If You Want to Get to Heaven
by
Book Details
About the Book
It’s 1973 and Rick Harrington has just earned a degree in music. His teachers tell him he’s got golden ears. Play a jazz chord and he’d whistle the inside voicings with ease—if he could only whistle. Hard to do when you’ve got cerebral palsy. Hard to get anything going when the world won’t cut you a break. But his break finally comes when his brother Kid, a rock-and-roller, needs a soundman and Rick is swept into a rip-roaring rock-and-roll circus of sex, drugs, and ambition.
“Not because of your condition or anything,” a mysterious beauty says to him in the midst of a post-concert bash, “but this doesn’t seem like your scene.” “What other scene do I have?” he asks her. Kid Chrysler and the Cruisers are his shot at life in the real world—though unreal might better define the lifestyle of a rock band.
Confronted the next day by a bathroom door too narrow for a wheelchair, Kid tells Rick “The old family tradition, bro. Time to hop aboard the Chrysler Express.” He’s carried on his brother’s back again. When will it stop? When will Rick’s talent, not his brother’s interventions, be enough to open a door of opportunity?
And what of love? Kid can have as many women as he wants, and does. Rick wants only one woman, to cherish forever. Why can´t women look past the handsome, charismatic Kid and see the genuinely loving brother who is carried not on a charging white steed but on a gleaming chrome wheelchair.
IF YOU WANT TO GET TO HEAVEN is about brothers in harmony and discord, about the triumphs and tragedies of a rock-and-roll band on the road, and about one very special man you won´t forget.
Here are what other authors are saying about If You Want to Get to Heaven:
“This is a beauty of a book. McKinney has earned the right to this story by living close to the marrow and serving an artist’s apprenticeship in the old-fashioned way. He knows about musical marriage—the six-way kind a band must forge and that other kind that threatens to break it all apart.”
—Kathryn Trueblood, THE SPERM DONOR’S DAUGHTER
“Confined by cerebral palsy to a wheelchair, Rick Harrington is determined to use the gift God gave him—his ear for music—and his skills as a soundman to build a life. For this he needs his older brother, the larger-than-life Kid Chrysler, a man of many appetites, and leader of the rock band, Kid Chrysler and the Cruisers. But Rick finds himself confined as well to Kid’s enormous shadow. The flawed but complex Kid towers over Gary McKinney’s energetic first novel. But at its heart is Rick’s struggle for autonomy. Its soul is the soul of rock-and-roll. And its quest is for love, freedom, family and music. IF YOU WANT TO GET TO HEAVEN: read this book.”

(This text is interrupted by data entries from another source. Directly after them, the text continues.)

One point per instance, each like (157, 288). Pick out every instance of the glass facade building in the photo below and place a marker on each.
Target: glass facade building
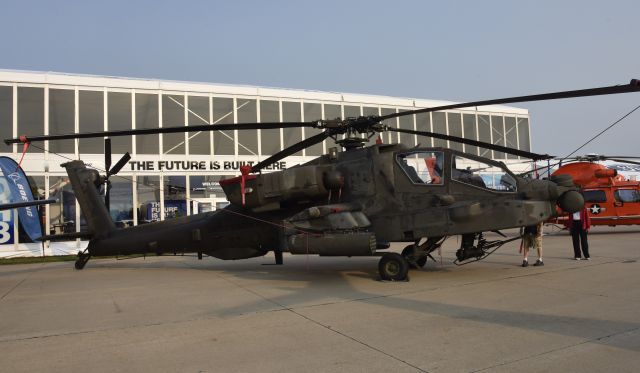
(174, 175)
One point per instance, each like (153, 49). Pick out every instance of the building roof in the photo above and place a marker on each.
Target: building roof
(113, 82)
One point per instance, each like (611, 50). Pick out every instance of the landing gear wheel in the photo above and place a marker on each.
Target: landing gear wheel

—Laura Kalpakian, “THE DELINQUENT VIRGIN”
“Sex, drugs, rock ‘n roll—and a wild-ass ride in a wheelchair! McKinney’s lively story takes you backstage with a band on the road, from the fresh perspective of the disabled sound engineer. This is the real stuff, straight from the heart.”
—Sara Stamey, WILD CARD RUN
“Irresistible. McKinney gets it right.”
—Cary Brown, THE DARK
About the Author
Gary McKinney lives the Pacific Northwest with his wife and two children. He has written several mystery novels and uses his MA in Creative Writing in his work as a technical writer. He continues his music career as a weekend professional and will until they pry the guitar from his cold, dead fingers.